Thinking about the novelist Henry Green
In his introduction to Penguin's 1978 reprint of Henry Green's three short novels, Living (1929), Loving (1945), and Party Going (1939), John Updike wrote,If I say that Henry Green taught me how to write it implies that I learned, and it is not a business one learns--unlearns, rather, the premature certainties and used ecstasies unravelling as one goes. . . . Green, to me, is so good a writer, such a revealer of what English prose fiction can do in this century, that I can launch myself upon this piece of homage and introduction only by falling into some sort of imitation of that liberatingly ingenious voice, that voice so full of other voices, its own interpolations amid the matchless dialogue twisted and tremulous with a precision that kept the softness of groping, of sensation, of living.
It interests me that Updike so adored Green's work, for Updike's own prose style bears almost no resemblance to Green's. Yet neither does mine, and I also adore it. Green is, like Elizabeth Bowen, like Virginia Woolf, a poet of prose; yet the artifice of his language does not obscure the humanity and sensitivity of his observations. My favorite novel is Loving, set in wartime Ireland, among English servants who are relieved to be in a neutral country yet also ashamed and worried about it. The book is both a comedy and a tragedy; the characters are both unscrupulous and delicate. Altogether it is a remarkable tale, strung together by means of Green's rhythmic, oblique, mannered, and beautiful sentences.

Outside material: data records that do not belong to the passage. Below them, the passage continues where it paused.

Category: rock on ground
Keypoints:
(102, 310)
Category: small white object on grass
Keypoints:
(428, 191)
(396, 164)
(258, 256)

Here's how the novel opens:
Once upon a day an old butler called Eldon lay dying in his room attended by the head housemaid, Miss Agatha Burch. From time to time the other servants separately or in chorus gave expression to proper sentiments and then went on with what they had been doing.One name he uttered over and over, "Ellen."The pointed windows of Mr. Eldon's room were naked glass with no blinds or curtains. For this was in Eire where there is no blackout.
But such intense descriptions are always brief, for Green advances his tale primarily by way of trivial conversations among his characters. And he's so good as rendering these interactions. I love, for instance, how, merely by choosing not to use commas in his dialogue tags, he constructs a remarkable imitation of quick and casual intimacy:
At last [Edith] said quite calm,"Would the dinner bell have gone yet?""My dinner," [Charley] cried obviously putting on an act, "holy smoke is it as late as that, and this lad of mine not taken up the nursery tray yet. Get going," he said to Bert, "look sharp." The boy rushed out. "God forgive me," he remarked, "but there's times I want to liquidate 'im. Come to father beautiful," he said."Not me," she replied amused."Well if you don't want I'm not one to insist. But did nobody never tell you about yourself?""Aren't you just awful," she said apparently delighted.
Every time I reread Loving, I'm in love with it again.